If a customer would like to raise a request under GDPR rights then admin can add the condition to accept the Terms and Conditions before requesting for the GDPR request for the Personal Data. The admin interface of the Prestashop GDPR addon allows the store admin to enable the setting so that for each request customer need to accept the terms and policy.

g) Store Policy Page:

Admin can add the URL of the page on which all the Terms and Conditions are listed.

h) Services/ Other locations where you store customer data:

Admin can list all the third-party service providers’ details to share the details with the customer.

i) Physical locations of servers where you host your website and other data:

Admin can define the physical server location of the server where the data has been stored.

j) Display Header Menu:

If the admin would like to enable the GDPR rights for the guest users then admin can enable the Display Header Menu setting. Admin has the choice to update the text for the GDPR rights, this text will be visible in the header section of the website and customers can access their rights by using this interface.

k) Header Menu Text:

Admin can define the text for the Header Menu.
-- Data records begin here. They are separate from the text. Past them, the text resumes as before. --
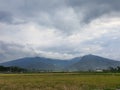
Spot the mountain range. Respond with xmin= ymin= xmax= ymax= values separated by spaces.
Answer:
xmin=0 ymin=54 xmax=120 ymax=71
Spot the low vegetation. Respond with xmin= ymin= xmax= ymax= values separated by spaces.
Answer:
xmin=103 ymin=66 xmax=120 ymax=73
xmin=0 ymin=66 xmax=27 ymax=73
xmin=0 ymin=73 xmax=120 ymax=90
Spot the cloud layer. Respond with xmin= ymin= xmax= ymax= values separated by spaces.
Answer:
xmin=0 ymin=0 xmax=120 ymax=62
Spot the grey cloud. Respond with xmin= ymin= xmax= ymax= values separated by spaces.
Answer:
xmin=0 ymin=11 xmax=13 ymax=24
xmin=1 ymin=0 xmax=120 ymax=25
xmin=81 ymin=34 xmax=120 ymax=60
xmin=21 ymin=0 xmax=66 ymax=12
xmin=0 ymin=0 xmax=120 ymax=61
xmin=0 ymin=0 xmax=68 ymax=26
xmin=67 ymin=0 xmax=120 ymax=23
xmin=0 ymin=0 xmax=66 ymax=17
xmin=68 ymin=0 xmax=120 ymax=7
xmin=0 ymin=11 xmax=26 ymax=24
xmin=0 ymin=41 xmax=35 ymax=62
xmin=0 ymin=54 xmax=6 ymax=62
xmin=0 ymin=41 xmax=76 ymax=62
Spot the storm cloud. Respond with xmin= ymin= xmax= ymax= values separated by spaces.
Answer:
xmin=0 ymin=0 xmax=120 ymax=62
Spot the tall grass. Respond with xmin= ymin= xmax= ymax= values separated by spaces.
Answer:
xmin=0 ymin=73 xmax=120 ymax=90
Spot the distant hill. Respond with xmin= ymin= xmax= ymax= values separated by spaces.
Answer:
xmin=0 ymin=57 xmax=79 ymax=71
xmin=0 ymin=57 xmax=55 ymax=71
xmin=0 ymin=54 xmax=120 ymax=71
xmin=68 ymin=54 xmax=120 ymax=71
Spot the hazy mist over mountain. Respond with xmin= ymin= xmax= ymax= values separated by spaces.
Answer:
xmin=0 ymin=0 xmax=120 ymax=62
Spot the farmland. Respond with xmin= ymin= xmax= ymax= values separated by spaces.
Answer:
xmin=0 ymin=73 xmax=120 ymax=90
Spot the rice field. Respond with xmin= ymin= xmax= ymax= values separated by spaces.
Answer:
xmin=0 ymin=73 xmax=120 ymax=90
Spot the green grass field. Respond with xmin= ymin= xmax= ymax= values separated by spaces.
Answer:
xmin=0 ymin=73 xmax=120 ymax=90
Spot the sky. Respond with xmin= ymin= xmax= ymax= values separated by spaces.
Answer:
xmin=0 ymin=0 xmax=120 ymax=62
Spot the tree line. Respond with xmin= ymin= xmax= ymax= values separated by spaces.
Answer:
xmin=0 ymin=66 xmax=27 ymax=73
xmin=103 ymin=66 xmax=120 ymax=73
xmin=1 ymin=65 xmax=120 ymax=73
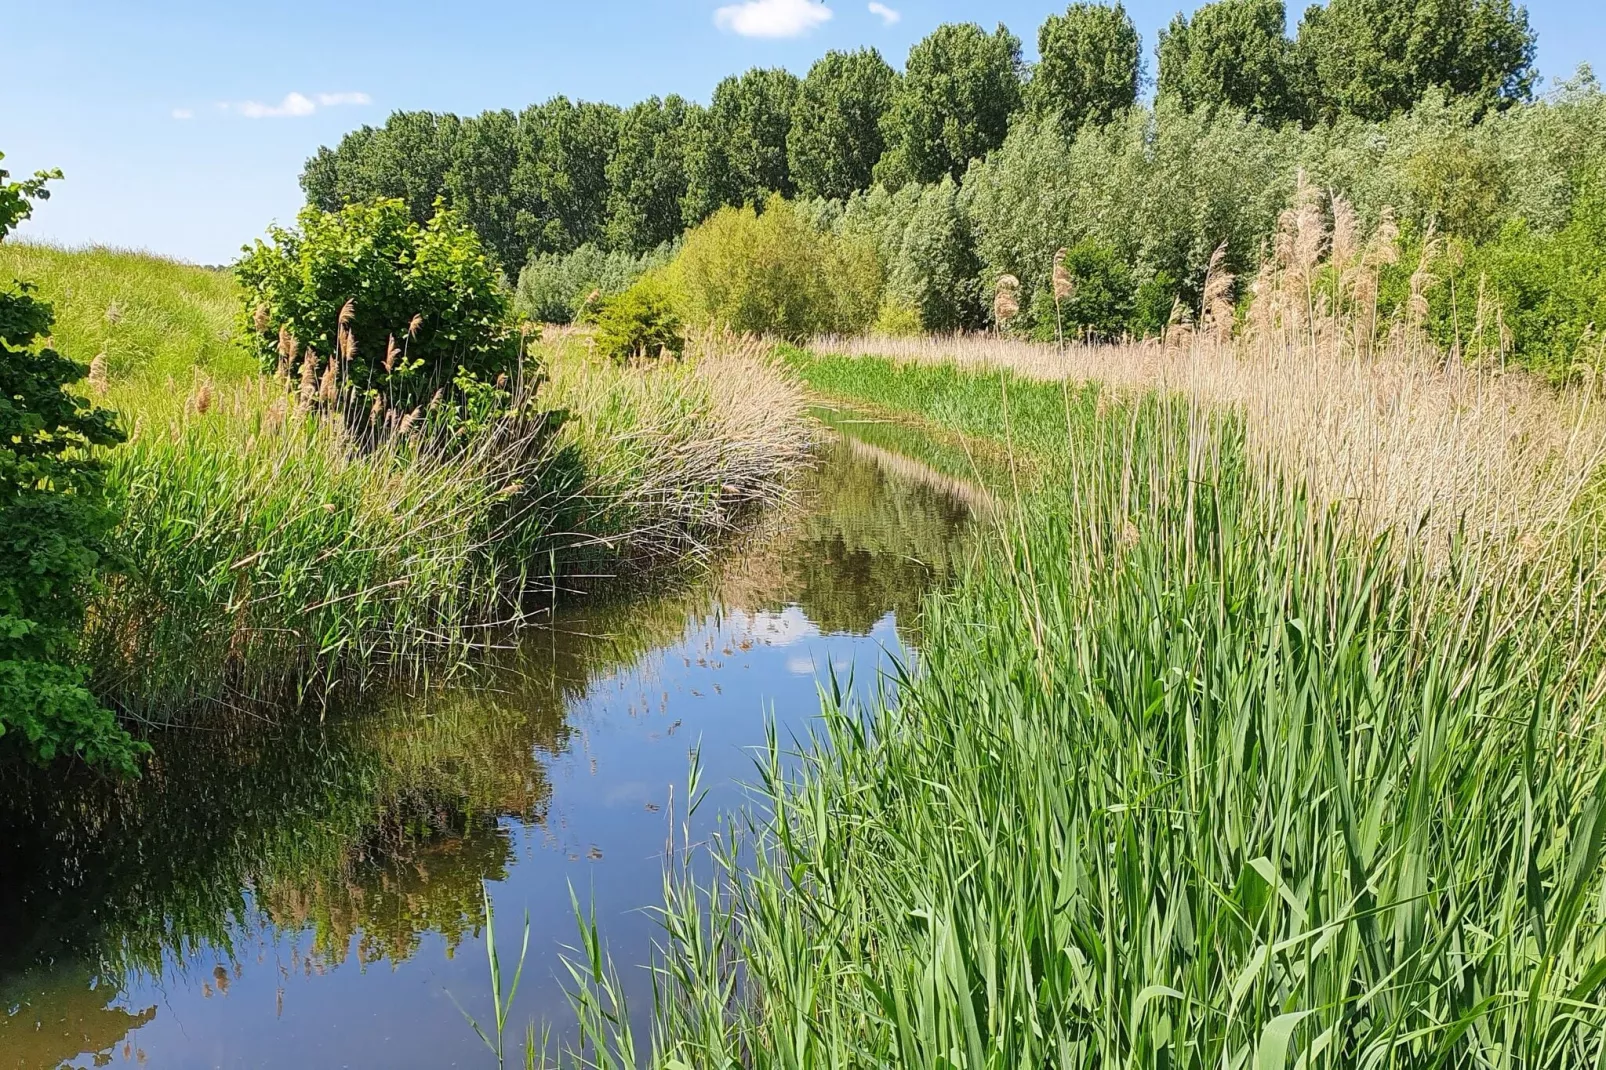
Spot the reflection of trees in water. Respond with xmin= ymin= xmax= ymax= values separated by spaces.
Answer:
xmin=715 ymin=434 xmax=978 ymax=640
xmin=0 ymin=423 xmax=978 ymax=1063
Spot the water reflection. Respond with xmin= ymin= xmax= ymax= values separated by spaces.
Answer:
xmin=0 ymin=427 xmax=981 ymax=1069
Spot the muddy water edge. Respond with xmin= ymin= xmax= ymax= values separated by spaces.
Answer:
xmin=0 ymin=415 xmax=988 ymax=1070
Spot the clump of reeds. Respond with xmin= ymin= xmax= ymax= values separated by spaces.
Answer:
xmin=550 ymin=335 xmax=1606 ymax=1068
xmin=88 ymin=326 xmax=811 ymax=717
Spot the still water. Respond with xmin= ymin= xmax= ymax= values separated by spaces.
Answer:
xmin=0 ymin=427 xmax=980 ymax=1069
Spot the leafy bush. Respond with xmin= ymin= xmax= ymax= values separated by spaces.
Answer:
xmin=671 ymin=200 xmax=880 ymax=339
xmin=236 ymin=198 xmax=519 ymax=414
xmin=592 ymin=276 xmax=685 ymax=360
xmin=0 ymin=155 xmax=141 ymax=773
xmin=514 ymin=241 xmax=676 ymax=325
xmin=873 ymin=297 xmax=923 ymax=336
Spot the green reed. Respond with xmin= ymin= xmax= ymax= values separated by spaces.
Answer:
xmin=547 ymin=375 xmax=1606 ymax=1066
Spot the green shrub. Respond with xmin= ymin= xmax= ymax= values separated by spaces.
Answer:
xmin=514 ymin=241 xmax=677 ymax=325
xmin=0 ymin=155 xmax=141 ymax=773
xmin=872 ymin=296 xmax=923 ymax=336
xmin=592 ymin=276 xmax=685 ymax=360
xmin=1442 ymin=215 xmax=1606 ymax=379
xmin=671 ymin=199 xmax=880 ymax=339
xmin=236 ymin=198 xmax=519 ymax=413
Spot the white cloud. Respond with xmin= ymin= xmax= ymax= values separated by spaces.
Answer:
xmin=714 ymin=0 xmax=832 ymax=38
xmin=236 ymin=92 xmax=317 ymax=118
xmin=225 ymin=90 xmax=371 ymax=119
xmin=316 ymin=91 xmax=373 ymax=106
xmin=867 ymin=1 xmax=900 ymax=25
xmin=171 ymin=108 xmax=194 ymax=120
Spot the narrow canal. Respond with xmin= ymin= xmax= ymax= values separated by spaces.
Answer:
xmin=0 ymin=422 xmax=985 ymax=1069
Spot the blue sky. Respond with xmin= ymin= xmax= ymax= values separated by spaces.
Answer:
xmin=6 ymin=0 xmax=1603 ymax=264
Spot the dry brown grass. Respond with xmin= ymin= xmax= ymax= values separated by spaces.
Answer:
xmin=817 ymin=202 xmax=1606 ymax=557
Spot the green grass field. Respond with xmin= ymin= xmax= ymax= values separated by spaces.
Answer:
xmin=0 ymin=243 xmax=253 ymax=387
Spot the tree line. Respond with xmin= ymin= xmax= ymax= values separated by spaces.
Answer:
xmin=302 ymin=0 xmax=1537 ymax=272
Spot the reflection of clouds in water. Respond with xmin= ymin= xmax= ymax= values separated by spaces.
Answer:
xmin=729 ymin=605 xmax=819 ymax=647
xmin=786 ymin=655 xmax=816 ymax=676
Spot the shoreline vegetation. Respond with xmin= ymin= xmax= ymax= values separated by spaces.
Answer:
xmin=0 ymin=240 xmax=813 ymax=724
xmin=533 ymin=197 xmax=1606 ymax=1066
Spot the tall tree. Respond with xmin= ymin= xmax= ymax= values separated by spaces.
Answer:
xmin=511 ymin=97 xmax=621 ymax=260
xmin=606 ymin=95 xmax=697 ymax=254
xmin=1292 ymin=0 xmax=1537 ymax=121
xmin=299 ymin=111 xmax=462 ymax=226
xmin=1031 ymin=3 xmax=1143 ymax=139
xmin=876 ymin=22 xmax=1024 ymax=189
xmin=444 ymin=109 xmax=523 ymax=272
xmin=1157 ymin=0 xmax=1299 ymax=123
xmin=683 ymin=68 xmax=801 ymax=225
xmin=788 ymin=49 xmax=899 ymax=201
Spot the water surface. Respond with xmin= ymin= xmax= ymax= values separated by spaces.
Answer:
xmin=0 ymin=427 xmax=980 ymax=1070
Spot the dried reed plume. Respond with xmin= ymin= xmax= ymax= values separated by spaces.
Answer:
xmin=1052 ymin=250 xmax=1074 ymax=302
xmin=408 ymin=313 xmax=422 ymax=339
xmin=253 ymin=303 xmax=271 ymax=334
xmin=194 ymin=378 xmax=214 ymax=415
xmin=1199 ymin=242 xmax=1235 ymax=343
xmin=397 ymin=407 xmax=422 ymax=437
xmin=88 ymin=353 xmax=109 ymax=395
xmin=338 ymin=299 xmax=356 ymax=327
xmin=384 ymin=334 xmax=400 ymax=374
xmin=993 ymin=275 xmax=1021 ymax=329
xmin=297 ymin=349 xmax=319 ymax=412
xmin=318 ymin=358 xmax=339 ymax=404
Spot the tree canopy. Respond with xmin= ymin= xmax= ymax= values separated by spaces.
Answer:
xmin=1032 ymin=3 xmax=1143 ymax=139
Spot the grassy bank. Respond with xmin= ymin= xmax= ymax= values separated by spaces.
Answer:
xmin=9 ymin=244 xmax=811 ymax=719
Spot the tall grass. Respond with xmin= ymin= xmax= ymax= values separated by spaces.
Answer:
xmin=537 ymin=198 xmax=1606 ymax=1066
xmin=12 ymin=245 xmax=815 ymax=716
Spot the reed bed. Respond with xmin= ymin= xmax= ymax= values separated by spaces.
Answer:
xmin=547 ymin=378 xmax=1606 ymax=1069
xmin=536 ymin=201 xmax=1606 ymax=1066
xmin=816 ymin=197 xmax=1606 ymax=557
xmin=87 ymin=335 xmax=811 ymax=719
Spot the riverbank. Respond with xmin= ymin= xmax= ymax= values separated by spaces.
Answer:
xmin=2 ymin=244 xmax=813 ymax=721
xmin=555 ymin=332 xmax=1606 ymax=1065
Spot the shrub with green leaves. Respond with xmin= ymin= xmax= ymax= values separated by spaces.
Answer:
xmin=514 ymin=241 xmax=677 ymax=325
xmin=236 ymin=198 xmax=520 ymax=413
xmin=591 ymin=276 xmax=685 ymax=360
xmin=672 ymin=199 xmax=880 ymax=339
xmin=0 ymin=154 xmax=141 ymax=774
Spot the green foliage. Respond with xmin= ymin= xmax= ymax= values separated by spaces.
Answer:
xmin=590 ymin=276 xmax=685 ymax=361
xmin=875 ymin=22 xmax=1024 ymax=189
xmin=509 ymin=97 xmax=620 ymax=255
xmin=671 ymin=200 xmax=880 ymax=339
xmin=301 ymin=111 xmax=463 ymax=226
xmin=1157 ymin=0 xmax=1300 ymax=124
xmin=236 ymin=198 xmax=519 ymax=413
xmin=842 ymin=178 xmax=985 ymax=333
xmin=1030 ymin=2 xmax=1142 ymax=139
xmin=606 ymin=96 xmax=697 ymax=255
xmin=0 ymin=155 xmax=140 ymax=773
xmin=787 ymin=49 xmax=899 ymax=202
xmin=514 ymin=241 xmax=677 ymax=325
xmin=683 ymin=69 xmax=800 ymax=225
xmin=1293 ymin=0 xmax=1537 ymax=121
xmin=1027 ymin=239 xmax=1136 ymax=340
xmin=872 ymin=296 xmax=923 ymax=337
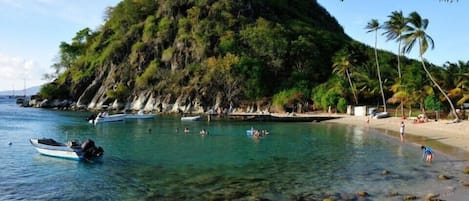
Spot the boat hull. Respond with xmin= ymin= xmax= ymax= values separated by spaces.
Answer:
xmin=30 ymin=138 xmax=104 ymax=161
xmin=181 ymin=115 xmax=201 ymax=121
xmin=30 ymin=139 xmax=81 ymax=160
xmin=89 ymin=114 xmax=126 ymax=124
xmin=125 ymin=114 xmax=156 ymax=119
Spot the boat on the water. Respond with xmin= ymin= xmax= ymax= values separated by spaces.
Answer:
xmin=125 ymin=110 xmax=156 ymax=119
xmin=181 ymin=115 xmax=201 ymax=121
xmin=88 ymin=112 xmax=126 ymax=124
xmin=30 ymin=138 xmax=104 ymax=160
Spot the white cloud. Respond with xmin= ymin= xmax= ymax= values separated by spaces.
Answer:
xmin=0 ymin=53 xmax=49 ymax=91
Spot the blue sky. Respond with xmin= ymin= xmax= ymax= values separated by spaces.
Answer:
xmin=0 ymin=0 xmax=120 ymax=92
xmin=317 ymin=0 xmax=469 ymax=66
xmin=0 ymin=0 xmax=468 ymax=92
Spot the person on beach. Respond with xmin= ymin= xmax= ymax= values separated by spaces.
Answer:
xmin=399 ymin=121 xmax=405 ymax=142
xmin=421 ymin=145 xmax=434 ymax=162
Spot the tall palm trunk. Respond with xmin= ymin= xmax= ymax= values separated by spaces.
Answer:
xmin=346 ymin=69 xmax=358 ymax=104
xmin=418 ymin=40 xmax=459 ymax=121
xmin=397 ymin=40 xmax=404 ymax=117
xmin=374 ymin=30 xmax=387 ymax=112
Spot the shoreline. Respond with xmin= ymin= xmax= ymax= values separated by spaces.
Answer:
xmin=322 ymin=115 xmax=469 ymax=200
xmin=321 ymin=115 xmax=469 ymax=160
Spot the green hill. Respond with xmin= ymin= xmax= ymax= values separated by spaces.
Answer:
xmin=41 ymin=0 xmax=353 ymax=112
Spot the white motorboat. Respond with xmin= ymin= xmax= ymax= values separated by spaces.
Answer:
xmin=30 ymin=138 xmax=104 ymax=160
xmin=373 ymin=112 xmax=390 ymax=119
xmin=88 ymin=112 xmax=126 ymax=124
xmin=125 ymin=110 xmax=156 ymax=119
xmin=181 ymin=115 xmax=201 ymax=121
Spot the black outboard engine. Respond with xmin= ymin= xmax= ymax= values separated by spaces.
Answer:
xmin=86 ymin=114 xmax=97 ymax=122
xmin=81 ymin=139 xmax=104 ymax=159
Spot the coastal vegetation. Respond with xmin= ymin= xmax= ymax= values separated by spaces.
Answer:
xmin=39 ymin=0 xmax=468 ymax=119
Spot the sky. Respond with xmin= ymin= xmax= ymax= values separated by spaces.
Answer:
xmin=0 ymin=0 xmax=468 ymax=92
xmin=317 ymin=0 xmax=469 ymax=66
xmin=0 ymin=0 xmax=120 ymax=92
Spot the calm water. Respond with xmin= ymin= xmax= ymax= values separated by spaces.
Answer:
xmin=0 ymin=98 xmax=467 ymax=200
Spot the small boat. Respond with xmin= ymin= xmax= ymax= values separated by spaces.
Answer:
xmin=373 ymin=112 xmax=390 ymax=119
xmin=125 ymin=110 xmax=156 ymax=119
xmin=88 ymin=112 xmax=126 ymax=124
xmin=181 ymin=115 xmax=201 ymax=121
xmin=30 ymin=138 xmax=104 ymax=160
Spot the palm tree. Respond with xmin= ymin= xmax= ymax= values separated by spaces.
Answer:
xmin=383 ymin=11 xmax=407 ymax=78
xmin=401 ymin=11 xmax=460 ymax=121
xmin=366 ymin=19 xmax=387 ymax=112
xmin=383 ymin=11 xmax=407 ymax=116
xmin=445 ymin=61 xmax=469 ymax=106
xmin=332 ymin=49 xmax=358 ymax=104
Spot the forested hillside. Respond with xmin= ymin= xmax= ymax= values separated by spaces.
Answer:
xmin=40 ymin=0 xmax=467 ymax=116
xmin=41 ymin=0 xmax=350 ymax=112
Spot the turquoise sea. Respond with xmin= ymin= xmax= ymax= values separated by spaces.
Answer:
xmin=0 ymin=97 xmax=467 ymax=200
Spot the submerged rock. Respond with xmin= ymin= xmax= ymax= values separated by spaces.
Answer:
xmin=385 ymin=191 xmax=400 ymax=197
xmin=381 ymin=169 xmax=390 ymax=175
xmin=464 ymin=166 xmax=469 ymax=174
xmin=438 ymin=174 xmax=451 ymax=180
xmin=356 ymin=191 xmax=369 ymax=197
xmin=424 ymin=193 xmax=440 ymax=201
xmin=404 ymin=195 xmax=418 ymax=200
xmin=463 ymin=179 xmax=469 ymax=186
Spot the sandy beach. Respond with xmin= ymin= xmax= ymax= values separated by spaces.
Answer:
xmin=322 ymin=115 xmax=469 ymax=159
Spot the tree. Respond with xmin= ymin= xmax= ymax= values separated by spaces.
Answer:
xmin=402 ymin=11 xmax=459 ymax=121
xmin=332 ymin=49 xmax=358 ymax=104
xmin=366 ymin=19 xmax=387 ymax=112
xmin=383 ymin=11 xmax=407 ymax=116
xmin=444 ymin=61 xmax=469 ymax=106
xmin=425 ymin=95 xmax=443 ymax=120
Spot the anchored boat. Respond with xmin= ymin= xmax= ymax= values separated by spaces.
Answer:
xmin=30 ymin=138 xmax=104 ymax=160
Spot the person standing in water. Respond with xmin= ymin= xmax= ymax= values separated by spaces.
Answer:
xmin=399 ymin=121 xmax=405 ymax=142
xmin=421 ymin=145 xmax=434 ymax=162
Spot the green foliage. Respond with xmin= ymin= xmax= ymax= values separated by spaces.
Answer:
xmin=312 ymin=76 xmax=346 ymax=110
xmin=39 ymin=83 xmax=69 ymax=99
xmin=234 ymin=56 xmax=266 ymax=99
xmin=50 ymin=0 xmax=443 ymax=113
xmin=219 ymin=31 xmax=236 ymax=53
xmin=337 ymin=98 xmax=348 ymax=113
xmin=312 ymin=84 xmax=328 ymax=110
xmin=136 ymin=60 xmax=159 ymax=89
xmin=162 ymin=47 xmax=174 ymax=62
xmin=142 ymin=16 xmax=157 ymax=43
xmin=106 ymin=82 xmax=129 ymax=101
xmin=321 ymin=90 xmax=340 ymax=111
xmin=425 ymin=95 xmax=443 ymax=111
xmin=272 ymin=88 xmax=304 ymax=110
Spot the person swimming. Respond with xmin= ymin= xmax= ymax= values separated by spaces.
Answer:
xmin=421 ymin=145 xmax=434 ymax=162
xmin=199 ymin=129 xmax=208 ymax=135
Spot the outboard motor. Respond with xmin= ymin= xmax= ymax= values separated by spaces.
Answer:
xmin=86 ymin=114 xmax=96 ymax=121
xmin=81 ymin=139 xmax=95 ymax=151
xmin=93 ymin=146 xmax=105 ymax=157
xmin=81 ymin=139 xmax=104 ymax=159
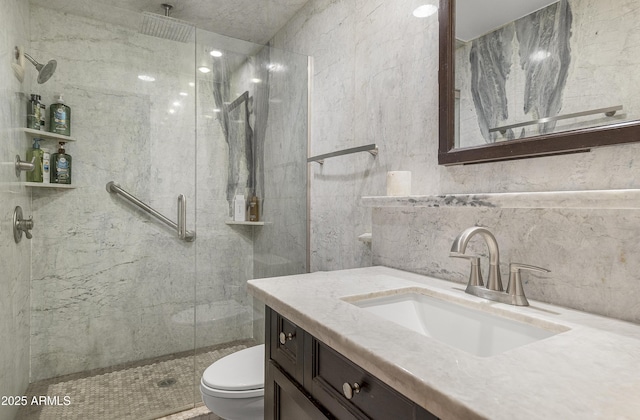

1.3.2 GDPR Data Portability

The Prestashop GDPR Module – Right to access and data portability, keeps the log of all the GDPR data portability requests processed.

1.3.3 GDPR Personal Data Report Request

The Prestashop GDPR Addon – Right to access and data portability, keeps a log of all the personal data requests processed.

1.3.4 GDPR Email Templates

The Prestashop GDPR Addon by Knowband allows the admin to send following emails to the customer on raising a request under the GDPR.

Note: The purpose of these features is to help you to meet the GDPR requirements. Installing this module only does not guarantee merchant sites’ compliance with the new obligations imposed by the GDPR. It is your responsibility to put in place all the necessary measures to ensure you comply.